More than 60 percent of labs are exploring or piloting AI, but researchers are prioritizing data analysis and interpretation, workflow automation, experiment design, and sample management over agentic AI for scientific discovery. Fifty-eight percent of respondents report privacy or security concerns, though the survey indicates AI is expected to become a critical, long-term component of lab operations.

Generative AI and agents move toward production slowly

Fifty-seven percent of labs already use AI for data analysis, and a quarter report using generative AI in full production environments. Agentic AI-where agents perform discrete tasks previously handled by humans or manage multi-agent workflows-is still emerging. Twenty-seven percent of labs are exploring or piloting agentic approaches, but only 5 percent use AI agents in production today.

Keith Hale, CEO of Cenevo, said, "Exploring AI is very much now high on the agenda of labs; however, the actual production usage of agentic workflows is still limited at this stage. Concerns over fragmented data, as well as security and regulatory compliance, are hindering adoption, so labs are prioritizing connectivity, automation, orchestration, and data management to ensure they can fully benefit from what AI can deliver."

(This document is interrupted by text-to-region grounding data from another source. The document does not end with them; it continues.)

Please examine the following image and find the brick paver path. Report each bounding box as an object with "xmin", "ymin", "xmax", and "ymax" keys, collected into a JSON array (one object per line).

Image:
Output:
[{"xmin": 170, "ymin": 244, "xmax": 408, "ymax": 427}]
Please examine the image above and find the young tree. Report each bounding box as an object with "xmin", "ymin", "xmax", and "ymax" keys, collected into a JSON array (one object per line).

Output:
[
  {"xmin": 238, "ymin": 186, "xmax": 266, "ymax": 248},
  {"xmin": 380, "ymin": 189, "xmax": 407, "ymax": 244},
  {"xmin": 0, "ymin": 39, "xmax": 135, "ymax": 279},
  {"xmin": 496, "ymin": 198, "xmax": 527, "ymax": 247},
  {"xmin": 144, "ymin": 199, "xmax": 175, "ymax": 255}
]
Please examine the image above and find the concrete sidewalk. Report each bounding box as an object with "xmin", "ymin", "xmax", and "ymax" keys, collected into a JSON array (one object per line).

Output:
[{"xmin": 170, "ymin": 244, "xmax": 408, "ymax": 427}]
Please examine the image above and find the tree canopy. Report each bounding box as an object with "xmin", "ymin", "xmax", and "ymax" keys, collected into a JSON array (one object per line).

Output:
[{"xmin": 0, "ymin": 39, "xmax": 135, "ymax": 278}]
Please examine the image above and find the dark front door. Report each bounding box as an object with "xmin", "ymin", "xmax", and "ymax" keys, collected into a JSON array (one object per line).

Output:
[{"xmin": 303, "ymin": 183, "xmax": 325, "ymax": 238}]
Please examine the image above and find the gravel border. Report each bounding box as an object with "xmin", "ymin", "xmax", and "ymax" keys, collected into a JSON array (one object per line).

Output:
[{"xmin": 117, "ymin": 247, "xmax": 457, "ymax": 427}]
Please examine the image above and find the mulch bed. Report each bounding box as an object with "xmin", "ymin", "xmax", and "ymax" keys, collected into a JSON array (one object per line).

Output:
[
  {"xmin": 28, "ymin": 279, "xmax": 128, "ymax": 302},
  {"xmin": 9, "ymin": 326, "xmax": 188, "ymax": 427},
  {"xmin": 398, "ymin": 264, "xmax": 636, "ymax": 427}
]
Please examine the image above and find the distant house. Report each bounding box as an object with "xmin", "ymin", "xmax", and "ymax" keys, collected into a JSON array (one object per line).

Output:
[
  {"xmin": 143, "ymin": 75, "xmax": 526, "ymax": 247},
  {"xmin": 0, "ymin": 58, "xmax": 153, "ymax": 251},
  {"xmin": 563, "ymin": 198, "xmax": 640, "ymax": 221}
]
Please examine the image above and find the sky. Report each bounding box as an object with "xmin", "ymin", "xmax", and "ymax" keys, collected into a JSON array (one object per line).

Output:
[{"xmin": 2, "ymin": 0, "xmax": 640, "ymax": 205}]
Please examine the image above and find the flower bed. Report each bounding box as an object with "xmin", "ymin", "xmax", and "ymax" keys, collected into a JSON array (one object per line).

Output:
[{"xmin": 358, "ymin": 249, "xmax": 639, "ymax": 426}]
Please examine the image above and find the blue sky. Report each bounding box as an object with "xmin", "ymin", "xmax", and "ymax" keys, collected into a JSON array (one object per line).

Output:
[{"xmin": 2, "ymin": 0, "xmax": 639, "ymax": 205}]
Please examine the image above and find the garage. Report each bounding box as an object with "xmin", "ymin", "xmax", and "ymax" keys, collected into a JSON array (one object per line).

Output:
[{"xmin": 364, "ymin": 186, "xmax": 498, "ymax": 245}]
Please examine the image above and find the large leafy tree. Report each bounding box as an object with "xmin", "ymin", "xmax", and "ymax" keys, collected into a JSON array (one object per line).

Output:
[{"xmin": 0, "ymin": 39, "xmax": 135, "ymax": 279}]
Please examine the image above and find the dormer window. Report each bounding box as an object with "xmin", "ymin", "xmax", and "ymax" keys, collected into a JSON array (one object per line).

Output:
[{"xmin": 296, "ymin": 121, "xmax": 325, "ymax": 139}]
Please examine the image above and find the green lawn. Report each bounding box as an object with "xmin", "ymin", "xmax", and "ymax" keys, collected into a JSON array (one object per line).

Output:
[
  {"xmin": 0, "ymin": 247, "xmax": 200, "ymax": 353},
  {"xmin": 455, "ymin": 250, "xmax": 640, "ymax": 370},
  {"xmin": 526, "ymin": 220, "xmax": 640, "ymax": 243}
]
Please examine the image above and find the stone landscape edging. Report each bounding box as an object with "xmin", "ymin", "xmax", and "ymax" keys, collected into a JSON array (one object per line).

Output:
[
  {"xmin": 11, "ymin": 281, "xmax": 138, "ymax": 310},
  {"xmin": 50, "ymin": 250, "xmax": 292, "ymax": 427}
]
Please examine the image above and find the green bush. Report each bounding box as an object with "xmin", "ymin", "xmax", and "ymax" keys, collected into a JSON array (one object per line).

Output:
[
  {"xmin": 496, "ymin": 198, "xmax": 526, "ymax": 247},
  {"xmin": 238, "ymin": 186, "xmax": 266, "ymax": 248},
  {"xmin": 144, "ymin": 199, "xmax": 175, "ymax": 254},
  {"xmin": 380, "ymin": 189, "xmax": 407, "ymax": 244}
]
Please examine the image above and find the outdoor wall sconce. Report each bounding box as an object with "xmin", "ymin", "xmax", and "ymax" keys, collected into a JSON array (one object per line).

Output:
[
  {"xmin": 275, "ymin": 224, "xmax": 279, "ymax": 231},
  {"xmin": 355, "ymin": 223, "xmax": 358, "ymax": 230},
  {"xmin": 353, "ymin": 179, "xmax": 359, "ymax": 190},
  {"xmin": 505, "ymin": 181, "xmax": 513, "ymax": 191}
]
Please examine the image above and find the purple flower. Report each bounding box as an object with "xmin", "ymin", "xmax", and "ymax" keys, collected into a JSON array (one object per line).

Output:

Connectivity and integration top investment priorities

Lab budgets are shifting away from standalone tools. Leaders are directing spending toward automation, AI-enabled software, systems integration, and data infrastructure. Connecting laboratory information management systems, electronic lab notebooks, and instruments is a key priority for 62 percent of small and medium-sized organizations and 50 percent of all organizations surveyed.

More than half of respondents say they lack integration among systems, and one-third still rely on manual operations. Progress is accelerating, however-last year's survey found that more than half of labs relied on manual operations. For scientists looking to build practical skills in this area, an AI Learning Path for Research Scientists covers lab automation and experimental design workflows that directly address these integration challenges.

Data remains a core bottleneck

Data quality, overload, and management issues still block AI adoption for 42 percent of respondents, an improvement from 54 percent in the previous year. The biggest problem, cited by 55 percent of respondents, is a lack of integration between systems. Difficulties managing unstructured or inconsistent data and data spread across instruments and teams follow closely behind.

These findings align with broader trends in AI for Science & Research, where data readiness and system interoperability consistently determine whether AI projects move beyond pilot stages.

Why this matters for science and research professionals

The survey confirms that AI is no longer a future consideration for life science labs-it is an active investment area where the bottleneck has shifted from interest to infrastructure. For researchers and lab managers, the immediate priority is not chasing agentic AI but ensuring systems are connected, data is structured, and workflows are automated. Organizations that solve integration and data quality problems now will be positioned to adopt production-grade AI agents when the technology matures. The gap between the 60 percent exploring AI and the 5 percent running agents in production represents both a warning and a roadmap.